Inflation is another key part of the outlook. Costa Rica has gone through a period of unusually low inflation and even deflation, helped by lower fuel prices and the strength of the colón. The World Bank expects inflation to rebound to an average of 1.0% in 2026, still below the Central Bank’s target range of 2% to 4%.

That could change if international oil prices stay high for longer than expected. The BCCR has already warned that a sharper rise in fuel prices would mean slower growth and higher inflation. Its alternative scenario shows that more severe energy pressure could shave additional points off Costa Rica’s output while pushing prices higher.

The Central Bank has also flagged climate-related supply shocks as a risk, including the possible effect of extreme weather on food prices. That matters heading into 2027, especially for households already sensitive to increases in basic goods.

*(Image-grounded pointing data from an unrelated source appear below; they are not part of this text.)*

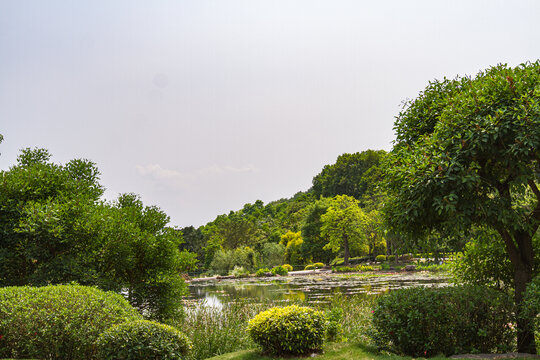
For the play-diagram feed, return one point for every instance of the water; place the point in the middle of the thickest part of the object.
(311, 288)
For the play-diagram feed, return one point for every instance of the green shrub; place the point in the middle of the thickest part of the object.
(262, 272)
(279, 270)
(287, 267)
(291, 330)
(142, 340)
(334, 330)
(57, 322)
(364, 268)
(452, 320)
(531, 303)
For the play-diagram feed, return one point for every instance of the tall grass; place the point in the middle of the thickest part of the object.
(215, 331)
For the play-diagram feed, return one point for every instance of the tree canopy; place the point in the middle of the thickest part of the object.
(467, 153)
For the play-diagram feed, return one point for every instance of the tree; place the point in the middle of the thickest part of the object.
(312, 248)
(342, 225)
(292, 242)
(55, 229)
(467, 153)
(345, 176)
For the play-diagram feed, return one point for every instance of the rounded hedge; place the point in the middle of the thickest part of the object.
(291, 330)
(57, 322)
(452, 320)
(142, 340)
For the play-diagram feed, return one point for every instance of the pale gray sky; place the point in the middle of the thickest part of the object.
(202, 106)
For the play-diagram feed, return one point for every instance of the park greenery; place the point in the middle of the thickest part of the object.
(461, 181)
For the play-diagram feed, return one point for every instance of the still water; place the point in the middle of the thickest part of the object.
(312, 288)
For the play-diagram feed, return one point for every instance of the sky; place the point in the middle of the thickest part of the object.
(203, 106)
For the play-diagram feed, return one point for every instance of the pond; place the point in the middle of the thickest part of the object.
(312, 288)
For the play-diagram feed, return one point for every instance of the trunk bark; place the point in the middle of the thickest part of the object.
(521, 255)
(525, 332)
(346, 253)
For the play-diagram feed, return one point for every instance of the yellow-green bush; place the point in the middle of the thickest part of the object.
(142, 340)
(57, 322)
(287, 267)
(291, 330)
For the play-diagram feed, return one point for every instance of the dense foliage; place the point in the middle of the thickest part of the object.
(142, 340)
(55, 229)
(467, 154)
(290, 330)
(57, 322)
(455, 320)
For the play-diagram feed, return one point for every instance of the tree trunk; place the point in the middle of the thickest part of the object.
(525, 331)
(521, 253)
(346, 253)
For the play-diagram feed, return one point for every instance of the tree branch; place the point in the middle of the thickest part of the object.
(535, 214)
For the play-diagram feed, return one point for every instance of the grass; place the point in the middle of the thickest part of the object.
(216, 331)
(333, 351)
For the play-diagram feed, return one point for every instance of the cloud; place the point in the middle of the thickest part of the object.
(185, 179)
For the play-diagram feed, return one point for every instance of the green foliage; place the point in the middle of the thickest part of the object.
(141, 340)
(472, 319)
(484, 262)
(531, 303)
(287, 267)
(262, 272)
(334, 329)
(312, 249)
(279, 270)
(345, 177)
(314, 266)
(293, 241)
(239, 271)
(273, 254)
(342, 225)
(226, 260)
(55, 230)
(57, 322)
(290, 330)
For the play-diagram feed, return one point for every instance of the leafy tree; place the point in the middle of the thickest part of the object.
(342, 225)
(312, 248)
(55, 229)
(345, 177)
(292, 242)
(467, 153)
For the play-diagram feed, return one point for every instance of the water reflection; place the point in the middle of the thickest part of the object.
(313, 288)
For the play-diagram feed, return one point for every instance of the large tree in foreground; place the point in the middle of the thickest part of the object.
(467, 153)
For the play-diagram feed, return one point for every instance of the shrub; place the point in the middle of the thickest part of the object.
(141, 340)
(287, 267)
(262, 272)
(291, 330)
(279, 270)
(239, 271)
(57, 322)
(380, 258)
(364, 268)
(453, 320)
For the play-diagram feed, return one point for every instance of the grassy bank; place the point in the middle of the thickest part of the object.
(343, 351)
(220, 331)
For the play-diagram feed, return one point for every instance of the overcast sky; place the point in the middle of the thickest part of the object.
(202, 106)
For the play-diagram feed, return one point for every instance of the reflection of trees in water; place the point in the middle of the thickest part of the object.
(309, 289)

At the end of it all, the basic premise is that Costa Rica’s economy is slowing, not stalling. A 3.5% expansion still suggests job creation, consumer activity and investment, but with less room for surprises. Higher fuel costs, weaker global demand and tighter financial conditions abroad could affect import prices, airfares, tourism flows, credit conditions and household budgets.

The strong colón remains a separate pressure point. It has helped hold down the cost of imported goods and fuel in local currency terms, but it has also made Costa Rica more expensive for many foreign visitors and has weighed on exporters paid in dollars. That tension is likely to remain part of the economic debate through the rest of the year.

Costa Rica enters this slower period with advantages: a high-value export base, a growing medical device sector, stable institutions and continued foreign investment. But the latest World Bank forecast makes clear that the country is not insulated from external shocks.

The new projection is not a warning of recession. It is a warning that Costa Rica’s post-pandemic growth surge is easing, and that the next phase will depend heavily on how long global energy pressure lasts, how foreign demand holds up and how effectively the country manages inflation, public finances and investment.